Novalou, where do you get your juice, and have any adjustments been made to it? I figured it would make little difference. I press the whites off their skins within a few hours of crush. Then I let them settle out and rack the clear juice before starting fermentation. Haven't tried any other way yet.


----------



## novalou (Feb 2, 2013)

kwb1963 said:


> Novalou, where do you get your juice, and have any adjustments been made to it? I figured it would make little difference. I press the whites off their skins within a few hours of crush. Then I let them settle out and rack the clear juice before starting fermentation. Haven't tried any other way yet.

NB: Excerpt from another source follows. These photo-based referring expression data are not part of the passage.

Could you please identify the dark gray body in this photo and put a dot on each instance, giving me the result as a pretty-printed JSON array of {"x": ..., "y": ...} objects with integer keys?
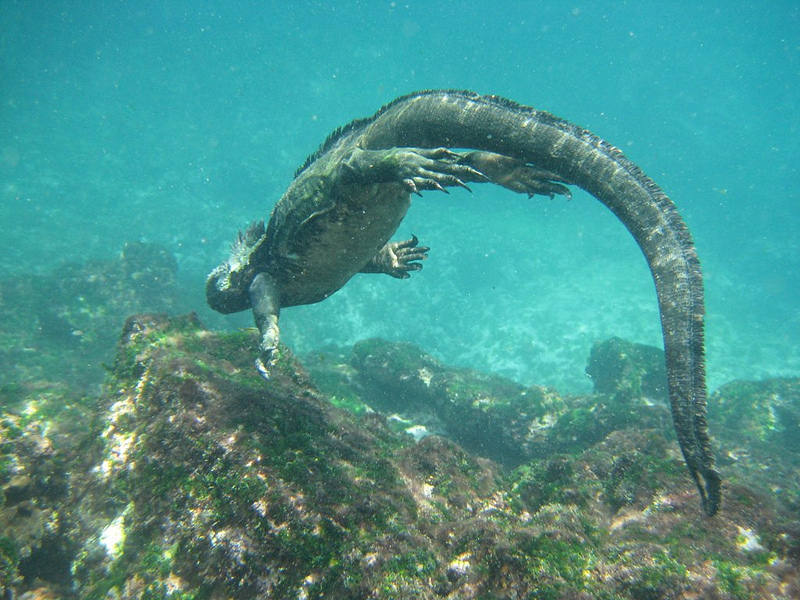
[{"x": 336, "y": 218}]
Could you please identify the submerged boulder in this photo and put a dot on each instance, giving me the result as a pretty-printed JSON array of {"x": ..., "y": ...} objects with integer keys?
[{"x": 192, "y": 477}]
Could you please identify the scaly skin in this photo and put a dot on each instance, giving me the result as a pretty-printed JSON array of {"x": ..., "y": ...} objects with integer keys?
[{"x": 336, "y": 218}]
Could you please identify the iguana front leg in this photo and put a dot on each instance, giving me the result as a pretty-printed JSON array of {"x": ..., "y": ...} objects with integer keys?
[
  {"x": 265, "y": 302},
  {"x": 398, "y": 258}
]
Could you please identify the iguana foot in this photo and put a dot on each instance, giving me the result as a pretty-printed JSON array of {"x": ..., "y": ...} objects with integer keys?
[
  {"x": 516, "y": 175},
  {"x": 265, "y": 302},
  {"x": 398, "y": 259},
  {"x": 417, "y": 169}
]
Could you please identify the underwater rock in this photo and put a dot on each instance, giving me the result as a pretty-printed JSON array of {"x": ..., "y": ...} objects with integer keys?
[
  {"x": 63, "y": 326},
  {"x": 192, "y": 477},
  {"x": 489, "y": 415},
  {"x": 617, "y": 366}
]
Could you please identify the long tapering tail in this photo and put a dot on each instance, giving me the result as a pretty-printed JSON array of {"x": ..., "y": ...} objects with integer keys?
[{"x": 458, "y": 119}]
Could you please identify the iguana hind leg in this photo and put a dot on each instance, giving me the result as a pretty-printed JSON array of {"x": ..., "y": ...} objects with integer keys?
[
  {"x": 398, "y": 258},
  {"x": 516, "y": 175},
  {"x": 417, "y": 169}
]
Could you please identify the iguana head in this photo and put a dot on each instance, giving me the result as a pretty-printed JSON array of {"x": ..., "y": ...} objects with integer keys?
[{"x": 228, "y": 286}]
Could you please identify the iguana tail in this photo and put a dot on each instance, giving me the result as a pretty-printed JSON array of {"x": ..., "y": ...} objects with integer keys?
[{"x": 457, "y": 119}]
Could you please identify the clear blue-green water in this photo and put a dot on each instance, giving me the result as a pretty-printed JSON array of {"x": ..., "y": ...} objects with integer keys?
[{"x": 180, "y": 122}]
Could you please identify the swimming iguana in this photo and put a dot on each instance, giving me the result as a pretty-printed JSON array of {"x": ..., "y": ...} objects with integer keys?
[{"x": 349, "y": 197}]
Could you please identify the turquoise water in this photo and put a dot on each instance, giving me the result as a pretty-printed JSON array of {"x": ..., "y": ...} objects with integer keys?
[{"x": 180, "y": 122}]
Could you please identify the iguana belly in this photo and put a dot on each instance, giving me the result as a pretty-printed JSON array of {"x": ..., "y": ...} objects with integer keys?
[{"x": 335, "y": 244}]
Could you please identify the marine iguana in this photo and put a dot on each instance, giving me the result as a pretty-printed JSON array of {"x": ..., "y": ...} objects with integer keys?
[{"x": 348, "y": 199}]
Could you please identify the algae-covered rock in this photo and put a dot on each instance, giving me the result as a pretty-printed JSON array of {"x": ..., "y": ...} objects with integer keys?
[
  {"x": 193, "y": 477},
  {"x": 63, "y": 326},
  {"x": 620, "y": 367},
  {"x": 490, "y": 415}
]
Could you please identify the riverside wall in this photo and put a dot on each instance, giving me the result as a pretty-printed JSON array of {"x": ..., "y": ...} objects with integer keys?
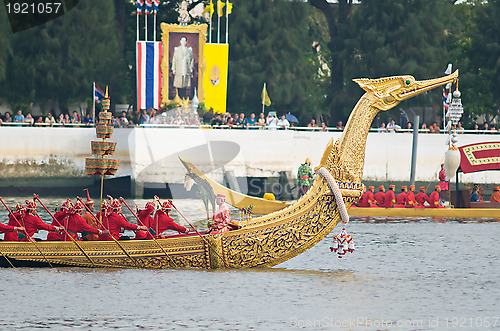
[{"x": 33, "y": 157}]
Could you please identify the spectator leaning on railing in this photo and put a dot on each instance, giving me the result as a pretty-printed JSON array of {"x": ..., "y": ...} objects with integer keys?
[
  {"x": 29, "y": 119},
  {"x": 19, "y": 117},
  {"x": 7, "y": 118},
  {"x": 50, "y": 119}
]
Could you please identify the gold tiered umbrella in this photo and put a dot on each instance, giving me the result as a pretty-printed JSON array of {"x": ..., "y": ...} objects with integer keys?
[{"x": 100, "y": 164}]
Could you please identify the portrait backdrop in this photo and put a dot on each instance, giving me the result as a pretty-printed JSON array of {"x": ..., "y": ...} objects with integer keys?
[{"x": 188, "y": 62}]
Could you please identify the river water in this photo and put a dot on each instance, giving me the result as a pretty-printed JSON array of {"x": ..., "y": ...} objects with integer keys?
[{"x": 421, "y": 274}]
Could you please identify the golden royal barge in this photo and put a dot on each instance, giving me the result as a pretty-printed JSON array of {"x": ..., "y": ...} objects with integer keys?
[{"x": 266, "y": 240}]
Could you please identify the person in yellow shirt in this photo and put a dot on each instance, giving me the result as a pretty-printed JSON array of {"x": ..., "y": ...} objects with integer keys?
[{"x": 495, "y": 197}]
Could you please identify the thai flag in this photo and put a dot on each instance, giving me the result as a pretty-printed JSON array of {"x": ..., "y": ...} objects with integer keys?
[
  {"x": 149, "y": 77},
  {"x": 98, "y": 94},
  {"x": 446, "y": 102},
  {"x": 149, "y": 4},
  {"x": 140, "y": 4}
]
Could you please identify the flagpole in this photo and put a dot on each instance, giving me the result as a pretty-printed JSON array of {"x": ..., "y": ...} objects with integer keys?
[
  {"x": 93, "y": 102},
  {"x": 227, "y": 22},
  {"x": 263, "y": 97},
  {"x": 154, "y": 26},
  {"x": 146, "y": 24},
  {"x": 210, "y": 27},
  {"x": 218, "y": 21},
  {"x": 137, "y": 26},
  {"x": 448, "y": 98}
]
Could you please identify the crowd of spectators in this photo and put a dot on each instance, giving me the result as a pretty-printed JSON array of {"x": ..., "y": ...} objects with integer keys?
[
  {"x": 188, "y": 117},
  {"x": 434, "y": 128},
  {"x": 62, "y": 120}
]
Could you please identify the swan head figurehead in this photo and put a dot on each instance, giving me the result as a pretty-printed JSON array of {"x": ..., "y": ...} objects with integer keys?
[{"x": 385, "y": 93}]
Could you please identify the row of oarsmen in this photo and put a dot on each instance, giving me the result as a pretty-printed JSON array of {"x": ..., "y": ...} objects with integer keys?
[
  {"x": 405, "y": 199},
  {"x": 110, "y": 221}
]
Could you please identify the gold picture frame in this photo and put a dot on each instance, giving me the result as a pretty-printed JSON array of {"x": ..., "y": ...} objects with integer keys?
[{"x": 196, "y": 36}]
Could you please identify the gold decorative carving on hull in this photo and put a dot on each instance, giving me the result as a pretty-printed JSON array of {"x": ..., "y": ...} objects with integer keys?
[{"x": 267, "y": 240}]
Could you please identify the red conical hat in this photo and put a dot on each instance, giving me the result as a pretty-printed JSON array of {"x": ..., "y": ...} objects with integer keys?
[
  {"x": 89, "y": 200},
  {"x": 166, "y": 205},
  {"x": 150, "y": 205},
  {"x": 20, "y": 208},
  {"x": 116, "y": 204},
  {"x": 66, "y": 205},
  {"x": 30, "y": 205}
]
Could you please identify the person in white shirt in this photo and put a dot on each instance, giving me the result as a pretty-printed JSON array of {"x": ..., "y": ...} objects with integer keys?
[
  {"x": 271, "y": 121},
  {"x": 283, "y": 122}
]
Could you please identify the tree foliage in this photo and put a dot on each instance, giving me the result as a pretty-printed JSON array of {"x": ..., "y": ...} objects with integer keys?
[
  {"x": 59, "y": 60},
  {"x": 480, "y": 59},
  {"x": 271, "y": 42},
  {"x": 385, "y": 38}
]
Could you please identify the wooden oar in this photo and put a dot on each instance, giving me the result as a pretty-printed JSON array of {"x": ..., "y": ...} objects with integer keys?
[
  {"x": 35, "y": 197},
  {"x": 199, "y": 234},
  {"x": 26, "y": 232},
  {"x": 156, "y": 241},
  {"x": 100, "y": 223}
]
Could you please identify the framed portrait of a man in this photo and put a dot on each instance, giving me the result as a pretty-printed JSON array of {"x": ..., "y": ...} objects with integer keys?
[{"x": 183, "y": 63}]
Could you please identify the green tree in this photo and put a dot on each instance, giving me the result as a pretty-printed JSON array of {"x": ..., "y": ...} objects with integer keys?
[
  {"x": 59, "y": 60},
  {"x": 383, "y": 38},
  {"x": 271, "y": 41},
  {"x": 402, "y": 37},
  {"x": 479, "y": 59},
  {"x": 338, "y": 19}
]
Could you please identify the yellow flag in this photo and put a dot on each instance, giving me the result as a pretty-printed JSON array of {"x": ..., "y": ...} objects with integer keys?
[
  {"x": 265, "y": 97},
  {"x": 220, "y": 5},
  {"x": 215, "y": 78},
  {"x": 209, "y": 8}
]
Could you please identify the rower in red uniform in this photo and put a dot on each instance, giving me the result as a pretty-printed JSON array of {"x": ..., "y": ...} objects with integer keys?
[
  {"x": 363, "y": 201},
  {"x": 89, "y": 218},
  {"x": 410, "y": 201},
  {"x": 163, "y": 222},
  {"x": 15, "y": 220},
  {"x": 371, "y": 196},
  {"x": 421, "y": 197},
  {"x": 114, "y": 222},
  {"x": 75, "y": 223},
  {"x": 10, "y": 228},
  {"x": 34, "y": 223},
  {"x": 13, "y": 229},
  {"x": 380, "y": 196},
  {"x": 390, "y": 197},
  {"x": 434, "y": 198},
  {"x": 59, "y": 217},
  {"x": 367, "y": 199},
  {"x": 222, "y": 216},
  {"x": 401, "y": 198},
  {"x": 146, "y": 219}
]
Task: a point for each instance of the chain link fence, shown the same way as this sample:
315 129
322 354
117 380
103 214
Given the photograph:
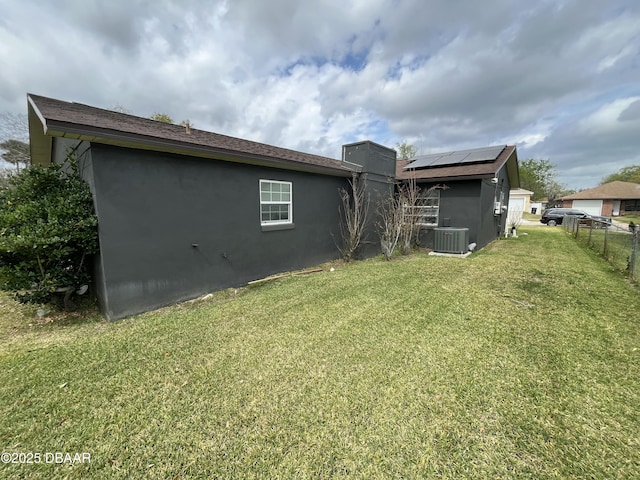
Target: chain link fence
618 245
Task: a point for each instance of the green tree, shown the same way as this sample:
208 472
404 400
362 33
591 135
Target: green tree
405 150
625 174
48 228
16 152
161 117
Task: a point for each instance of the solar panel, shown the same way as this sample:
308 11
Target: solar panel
475 155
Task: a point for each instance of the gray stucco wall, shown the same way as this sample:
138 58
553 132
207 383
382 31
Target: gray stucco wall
378 166
173 227
469 204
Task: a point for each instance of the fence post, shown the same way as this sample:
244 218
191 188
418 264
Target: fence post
634 251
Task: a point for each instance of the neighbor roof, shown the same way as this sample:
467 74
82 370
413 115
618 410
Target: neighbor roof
463 171
49 117
609 191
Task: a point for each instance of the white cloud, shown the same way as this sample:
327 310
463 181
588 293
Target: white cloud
557 78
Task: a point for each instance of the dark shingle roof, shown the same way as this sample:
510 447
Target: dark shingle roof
609 191
75 120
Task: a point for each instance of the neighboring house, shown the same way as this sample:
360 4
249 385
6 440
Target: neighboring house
472 190
611 199
183 212
520 200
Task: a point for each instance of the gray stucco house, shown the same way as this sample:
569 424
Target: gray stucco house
183 212
475 193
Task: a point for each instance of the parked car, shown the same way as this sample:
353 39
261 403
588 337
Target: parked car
554 216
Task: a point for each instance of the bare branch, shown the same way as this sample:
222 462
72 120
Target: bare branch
353 216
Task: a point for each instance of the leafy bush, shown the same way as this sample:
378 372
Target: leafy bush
48 229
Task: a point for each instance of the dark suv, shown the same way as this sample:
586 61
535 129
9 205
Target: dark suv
554 216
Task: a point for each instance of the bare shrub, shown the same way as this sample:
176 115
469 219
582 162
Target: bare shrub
390 211
353 216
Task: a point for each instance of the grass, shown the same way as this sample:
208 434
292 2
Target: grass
521 361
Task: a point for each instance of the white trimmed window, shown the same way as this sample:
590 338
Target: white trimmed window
426 210
276 202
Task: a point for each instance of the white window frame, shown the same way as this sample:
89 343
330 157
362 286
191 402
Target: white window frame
277 196
428 207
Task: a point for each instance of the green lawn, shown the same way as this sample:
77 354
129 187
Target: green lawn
521 361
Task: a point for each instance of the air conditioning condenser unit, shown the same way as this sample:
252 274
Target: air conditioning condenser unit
451 240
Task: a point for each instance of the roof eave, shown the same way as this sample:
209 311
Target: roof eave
142 142
39 139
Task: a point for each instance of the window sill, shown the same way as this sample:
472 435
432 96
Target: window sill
278 226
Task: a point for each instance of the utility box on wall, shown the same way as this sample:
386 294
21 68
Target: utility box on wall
451 240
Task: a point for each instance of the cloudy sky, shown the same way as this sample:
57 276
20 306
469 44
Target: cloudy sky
559 78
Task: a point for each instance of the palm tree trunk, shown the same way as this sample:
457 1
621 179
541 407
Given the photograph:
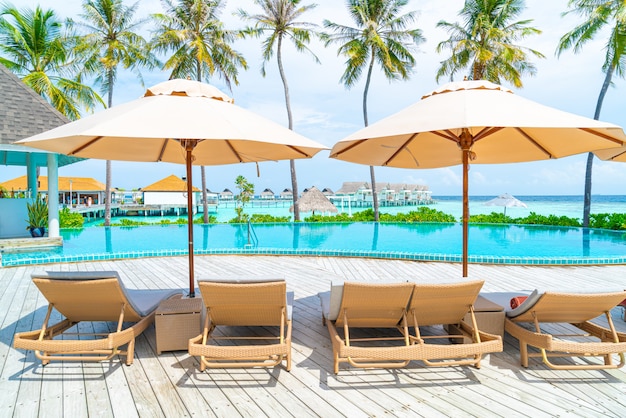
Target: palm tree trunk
205 203
588 172
372 175
107 187
292 163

I'm in northeast Ohio. The Chilean juice was purchased from Grape and Granary in Akron Ohio. They get Chilean grapes too. The acids came in on the low sides so the winemaker can make final adjustments. I did add sugar to bump up the alcohol a bit.


----------



## Rock (Feb 10, 2013)

M&M Juice grape.com Are in Hartford and get fresh chilean grapes,They also have a huge cooler they store in.I have purchesed them in the past few years.The Grapes have been in great shape,the wine is even better.Some excellent Malbec and Syrah grapes last year,This wine is turning out fantastic.


----------